Dat is toch op zijn minst tegenstrijdig? Hoe we selecteren in augustus, staat haaks op alles wat we als betrokken leerkrachten verder in de praktijk brengen. Hoe we selecteren, staat haaks op al die emotionele energie die we verder in onze leerlingen investeren, en die het kunstonderwijs vaak zwaarder maakt.

Misschien is het tijd om een keuze te maken tussen het kind en het badwater. En dan niet het badwater, maar het kind weg te gieten

Gelukkig zie ik in mijn eigen praktijk dat toelatingsexamens vaker de vorm gaan aannemen van een mini-workshop, waarbij we de kandidaat-leerlingen veel meer de kans geven om voor onze ogen te creëren of ons inhoudelijk te overtuigen. Fantastisch om daarover met directe collega’s op dezelfde golflengte te zitten en met meer betrokkenheid – en vooral veel tijd – te investeren in potentiële leerlingen.

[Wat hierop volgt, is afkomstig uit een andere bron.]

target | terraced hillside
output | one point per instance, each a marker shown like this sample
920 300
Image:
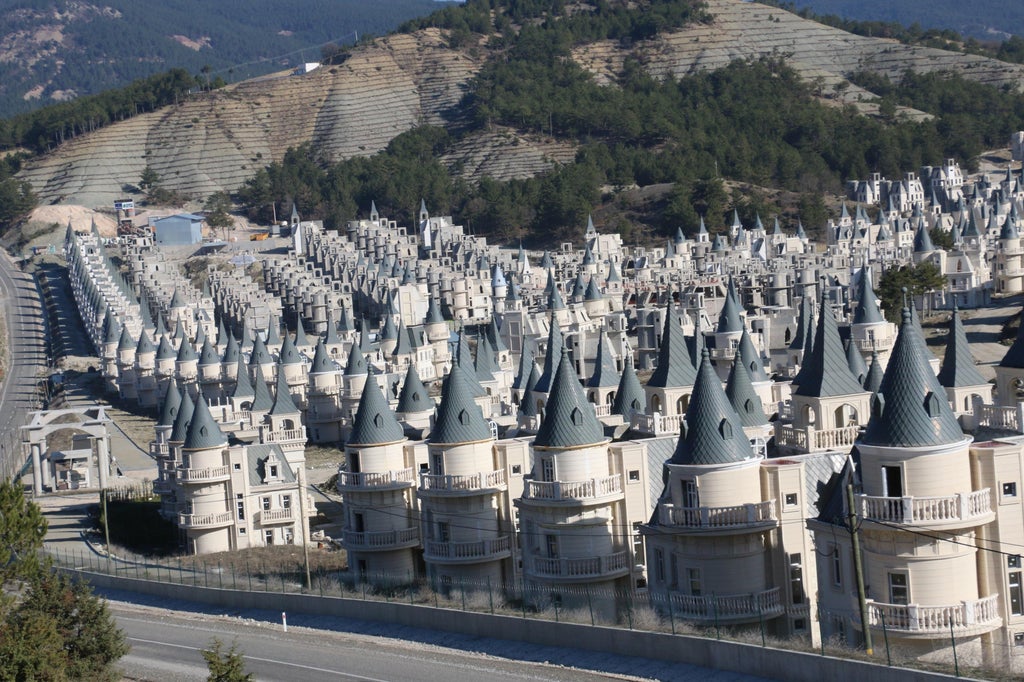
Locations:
219 139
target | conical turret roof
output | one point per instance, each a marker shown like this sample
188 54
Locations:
259 355
356 365
231 353
713 432
203 431
856 361
910 410
375 424
552 357
569 420
826 372
526 405
872 382
125 342
322 359
459 418
262 401
751 358
741 395
243 386
629 396
957 366
414 396
283 402
185 410
525 361
172 402
605 374
209 354
144 344
866 311
185 351
165 350
674 365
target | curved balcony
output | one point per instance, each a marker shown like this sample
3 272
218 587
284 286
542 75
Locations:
203 475
199 521
572 492
609 566
382 480
332 389
274 516
380 541
738 518
471 552
282 435
966 619
453 484
727 608
958 509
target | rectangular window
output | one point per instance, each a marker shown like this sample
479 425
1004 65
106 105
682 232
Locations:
837 567
693 582
899 589
552 546
691 496
797 579
1016 596
547 469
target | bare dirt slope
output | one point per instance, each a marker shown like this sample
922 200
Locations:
217 140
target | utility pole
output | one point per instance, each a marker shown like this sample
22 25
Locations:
858 569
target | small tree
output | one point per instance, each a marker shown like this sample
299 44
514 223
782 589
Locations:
225 666
23 528
918 280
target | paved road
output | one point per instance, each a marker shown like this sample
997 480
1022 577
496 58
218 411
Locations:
27 338
166 648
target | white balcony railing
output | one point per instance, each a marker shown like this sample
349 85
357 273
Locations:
203 475
380 540
454 483
579 567
480 550
376 479
572 491
267 516
811 439
764 604
974 616
656 424
762 513
205 520
945 509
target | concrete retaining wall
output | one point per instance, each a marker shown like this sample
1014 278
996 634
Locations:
718 654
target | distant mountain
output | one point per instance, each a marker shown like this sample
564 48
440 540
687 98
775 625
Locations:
53 50
984 19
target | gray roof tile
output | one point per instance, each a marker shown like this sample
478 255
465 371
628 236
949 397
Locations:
568 419
714 432
459 418
375 424
910 410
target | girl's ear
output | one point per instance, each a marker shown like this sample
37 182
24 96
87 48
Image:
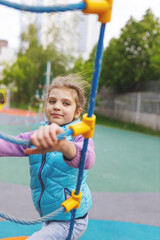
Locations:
77 113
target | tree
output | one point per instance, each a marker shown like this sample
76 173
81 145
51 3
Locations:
133 57
26 73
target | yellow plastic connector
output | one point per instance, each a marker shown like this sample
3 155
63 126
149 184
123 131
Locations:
73 202
85 128
101 7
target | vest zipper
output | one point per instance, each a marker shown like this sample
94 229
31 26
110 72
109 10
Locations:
41 182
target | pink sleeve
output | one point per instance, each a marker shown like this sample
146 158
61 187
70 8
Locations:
90 156
14 150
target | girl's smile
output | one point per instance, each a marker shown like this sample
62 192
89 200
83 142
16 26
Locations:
61 106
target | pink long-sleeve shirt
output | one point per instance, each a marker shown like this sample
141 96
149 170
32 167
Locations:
10 149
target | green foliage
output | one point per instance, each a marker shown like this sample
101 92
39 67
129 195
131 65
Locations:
27 72
133 57
85 68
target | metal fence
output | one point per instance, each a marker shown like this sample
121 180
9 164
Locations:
139 107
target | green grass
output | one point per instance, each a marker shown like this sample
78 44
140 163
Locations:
125 125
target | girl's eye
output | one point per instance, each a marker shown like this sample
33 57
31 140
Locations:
52 101
66 103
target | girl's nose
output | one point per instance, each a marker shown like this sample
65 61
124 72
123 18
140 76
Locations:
57 106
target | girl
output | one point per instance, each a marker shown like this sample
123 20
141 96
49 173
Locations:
54 164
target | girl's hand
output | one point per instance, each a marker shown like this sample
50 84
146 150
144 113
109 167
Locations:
45 140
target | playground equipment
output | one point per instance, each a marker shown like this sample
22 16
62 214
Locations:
4 98
103 9
33 121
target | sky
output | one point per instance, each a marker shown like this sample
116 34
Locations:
121 12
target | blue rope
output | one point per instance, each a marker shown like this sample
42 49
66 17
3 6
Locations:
27 142
94 86
46 218
97 69
42 9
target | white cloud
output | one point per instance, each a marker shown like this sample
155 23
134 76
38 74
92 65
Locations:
122 10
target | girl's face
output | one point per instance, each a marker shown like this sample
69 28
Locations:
61 106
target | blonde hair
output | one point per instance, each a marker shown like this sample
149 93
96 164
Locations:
72 81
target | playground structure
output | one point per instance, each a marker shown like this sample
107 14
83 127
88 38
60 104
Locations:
4 98
103 9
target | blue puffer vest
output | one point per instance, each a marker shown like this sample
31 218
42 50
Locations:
52 182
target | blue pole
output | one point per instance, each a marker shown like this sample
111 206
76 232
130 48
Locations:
42 9
93 93
96 74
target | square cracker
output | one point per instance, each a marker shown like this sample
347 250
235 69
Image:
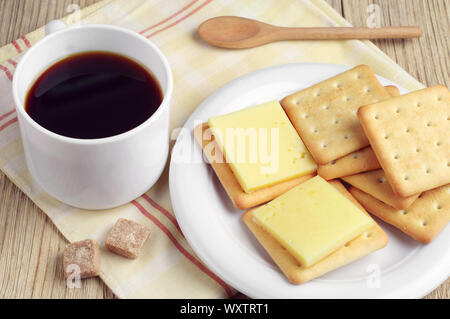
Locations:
324 115
357 162
360 161
240 199
375 184
364 244
410 137
423 220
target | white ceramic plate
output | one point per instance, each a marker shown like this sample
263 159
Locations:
213 227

Maar dan nog blijven bewezen competenties zoals de vaste waarden voor een homogeniserend effect op de instroom zorgen. En daarop wordt onderwijs vervolgens structureler en beter afgestemd. Meer meetbaar. Om er als onderwijsinstelling nog beter uit te komen. Elk jaar optimaliseren, elk jaar beter dan het vorige. Elk jaar meer en beter van dezelfde aanpak. Surfen we ook hier niet te veel mee op de rationele tendensen van de ‘buiten’maatschappij?

Het badwater

Misschien is het tijd om een keuze te maken tussen het kind en het badwater. En dan niet het badwater, maar het kind weg te gieten: de model-leerling van het kunstonderwijs. Want als we blijven werken met de vernauwde instroom, ligt alles vast.

Weg met de instroom die overduidelijk getalenteerd is voor het kunstonderwijs van vandaag

Laten we het begrip de ‘niet-starters’ introduceren: de kandidaat-leerlingen die we zelfs niet zien op onze toelatingsexamens, die zelfs niet eens overwegen om een kunstopleiding te gaan volgen, zolang we kandidaat-leerlingen blijven aanspreken via onze huidige kanalen, gevormd naar de stereotypen die we meedragen. Laten we inzetten op de onmogelijke zoektocht naar de mensen die we nog nooit door onze schoolpoorten hebben zien komen. Misschien zijn juist deze ‘niet-starters’ wel de individuen die net al die verandering in zich dragen waar we altijd naar op zoek zijn? Game changers. Disruptie.

Weg met de instroom die overduidelijk getalenteerd is voor het kunstonderwijs van vandaag.Hoe gaan we op zoek naar de instroom voor een onderwijsvorm van de toekomst, een vorm die we vandaag nog niet kennen?

Gaan we verder optimaliseren, verder actuele opleidingsnoden afstemmen?

Gaan we alleen blijven debatteren over kunstvormen, over synergieën?

Of springen we in de diepte, met als enige zekerheid dat we een nieuw publiek in onze ateliers zullen mogen verwelkomen?

Morgen.

Ooit.

De toekomst haalt ons toch in.

Achteraf gezien.

Ilknur Cengiz doceert audiovisuele vorming aan de Kunsthumaniora in Brussel. Ze studeerde multimedia (KASK), en zetelt voor sp.a in de Gentse gemeenteraad.